Qu’entend faire le collectif face à cette mesure attendue ?
« Très clairement, le collectif unitaire CGT-CFDT-CFTC-FO-CGC avec l’Andeva, la Cavam, la Fnath et l’Adevat-MP constate les reculs très importants que ces propositions entraîneraient pour les victimes du travail. Nous demandons à tous les parlementaires de faire barrage à ce recul social pour celles et ceux qui ont donné leur santé en voulant gagner leur vie. Nous devons rester vigilants. Le travail mutile et tue toujours. »

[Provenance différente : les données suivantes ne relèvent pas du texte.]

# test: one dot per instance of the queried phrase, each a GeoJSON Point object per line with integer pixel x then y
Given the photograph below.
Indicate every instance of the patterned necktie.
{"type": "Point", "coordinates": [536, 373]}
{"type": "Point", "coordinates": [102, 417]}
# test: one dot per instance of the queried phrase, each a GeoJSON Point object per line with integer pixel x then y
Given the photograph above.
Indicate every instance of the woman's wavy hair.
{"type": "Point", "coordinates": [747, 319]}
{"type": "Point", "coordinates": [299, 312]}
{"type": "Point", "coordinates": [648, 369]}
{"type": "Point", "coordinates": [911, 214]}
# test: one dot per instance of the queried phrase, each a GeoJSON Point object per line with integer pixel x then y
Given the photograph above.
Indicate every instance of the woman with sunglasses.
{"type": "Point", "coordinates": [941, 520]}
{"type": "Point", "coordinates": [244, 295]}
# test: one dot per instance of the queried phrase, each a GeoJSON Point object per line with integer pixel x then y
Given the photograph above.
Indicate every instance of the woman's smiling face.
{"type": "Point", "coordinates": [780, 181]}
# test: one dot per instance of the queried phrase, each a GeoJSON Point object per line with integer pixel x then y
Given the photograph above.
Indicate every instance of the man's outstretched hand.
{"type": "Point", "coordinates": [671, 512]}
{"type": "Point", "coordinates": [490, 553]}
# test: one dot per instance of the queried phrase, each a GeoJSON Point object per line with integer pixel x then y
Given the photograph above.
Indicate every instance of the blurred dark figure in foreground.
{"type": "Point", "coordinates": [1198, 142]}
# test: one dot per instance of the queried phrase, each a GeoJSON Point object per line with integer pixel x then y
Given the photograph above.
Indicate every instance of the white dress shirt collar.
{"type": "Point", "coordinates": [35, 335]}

Vous avez dédié votre vie au combat pour la reconnaissance des maladies professionnelles (MP), d’abord pour les mineurs puis pour d’autres professions. Constatez-vous des évolutions ?
« La situation sociale actuelle est difficile. Aujourd’hui, les dossiers de maladies professionnelles se multiplient. Pour la seule permanence de Merlebach, nous avons en moyenne une déclaration par jour ouvré depuis le 1er janvier. Pour l’ensemble des personnes du régime minier, 5 401 MP ont été reconnues entre 2017 et 2023, soit trois par jour. Le travail est immense. Ici, à Merlebach, on travaille à temps plein. Les outils ont permis d’améliorer les connaissances scientifiques. Mais chaque dossier prend du temps. Les procédures durent souvent plusieurs années car le chemin est semé d’embûches et de blocages divers. Les employeurs n’aiment pas quand un lien est établi entre le travail et la maladie d’un salarié. L’action des organisations syndicales et des associations est primordiale. Notre combat est permanent. »

Le 2 août 1945, l’origine professionnelle de la silicose était officiellement reconnue
La silicose, cette maladie pulmonaire due à l’inhalation de poussière de silice, a été reconnue comme maladie professionnelle en France le 2 août 1945. Elle apparaît au Journal officiel le vendredi 3 août. « C’est le fruit d’un long combat de syndicalistes et de médecins », détaille François Dosso, à l’occasion des 80 ans de cette reconnaissance. La silicose a fait à elle seule plus de 150 000 morts dans les mines françaises, depuis la nationalisation de celles-ci jusqu’à la Libération. Les mineurs de charbon respiraient à longueur de journée de fines particules de silice cristalline, sans protection. Les effets étaient dévastateurs et irréversibles sur les poumons. « Dès les années trente, des médecins comme le docteur Jean Magnien à Bessèges au cœur du bassin minier des Cévennes, se battent pour faire reconnaître la silicose des mineurs en maladie professionnelle et donc pour une prise en charge des victimes et une meilleure prévention. La France sera semble-t-il l’une des dernières grandes nations à officialiser cette reconnaissance, avec… l’Iran. C’était déjà le cas en Afrique du Sud et en Suisse avant 1914 et en Grande-Bretagne et Allemagne avant les années trente. » La silicose, qualifiée de maladie des mineurs, touche également les travailleurs des carrières, des chantiers de travaux publics et de certaines usines.